After 11 full days of intense negotiations, the 20th Conference of the Parties to the United Nations Framework Convention on Climate Change (COP20) held in Lima, Peru ended last week with proposals deemed too weak by climate campaigners. The results, which lock us into a disastrous global temperature rise of at least 3-4°C, do not merely show a lack of progress in the talks, but also prove that the convention cannot offer the right solutions to the millions of people already affected by climate change, such as those in the Philippines and vulnerable small island states. The process, in its current state, does not and will not offer appropriate actions for those who will be affected in the future: the whole planet.

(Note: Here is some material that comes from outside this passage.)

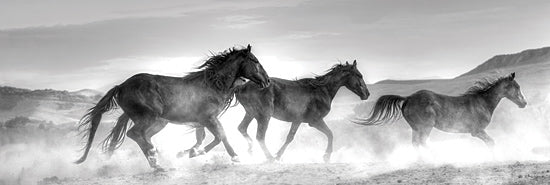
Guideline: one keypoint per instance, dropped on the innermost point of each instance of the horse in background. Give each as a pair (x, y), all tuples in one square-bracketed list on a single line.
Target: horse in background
[(468, 113), (305, 100), (151, 101)]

Lima set the agenda for next year’s COP21 in Paris, where a new climate change agreement is supposed to be finalized. In Lima, much like at the previous talks in Warsaw, rich countries and polluting industries dominated the agenda, weakening the process by completely dismissing the needs of developing countries and those already suffering from droughts, floods, rising sea levels, hotter temperatures and other disasters caused by climate change. They blocked the path for energy transformation by preserving the role for climate-frying fossil fuels in energy production.
Before the Lima talks, two global events already generated deep concerns for many in civil society and developing country governments: the special UN Climate Summit held in September in New York met with a 400,000-strong people’s march; and the US-China deal on a new emissions-reduction timetable announced in November.
The Climate Summit gave an even bigger role to so-called market solutions, despite overwhelming proof of the gargantuan discrepancy between what is needed: rich country commitments for ambitious emissions reductions and financial and technology assistance to developing countries to alleviate the social, economic and ecological impacts of climate catastrophe. Despite major fiascos by the main carbon trading schemes in the EU and the US, it’s business as usual for carbon traders, who continue to earn profits while the planet increasingly warms.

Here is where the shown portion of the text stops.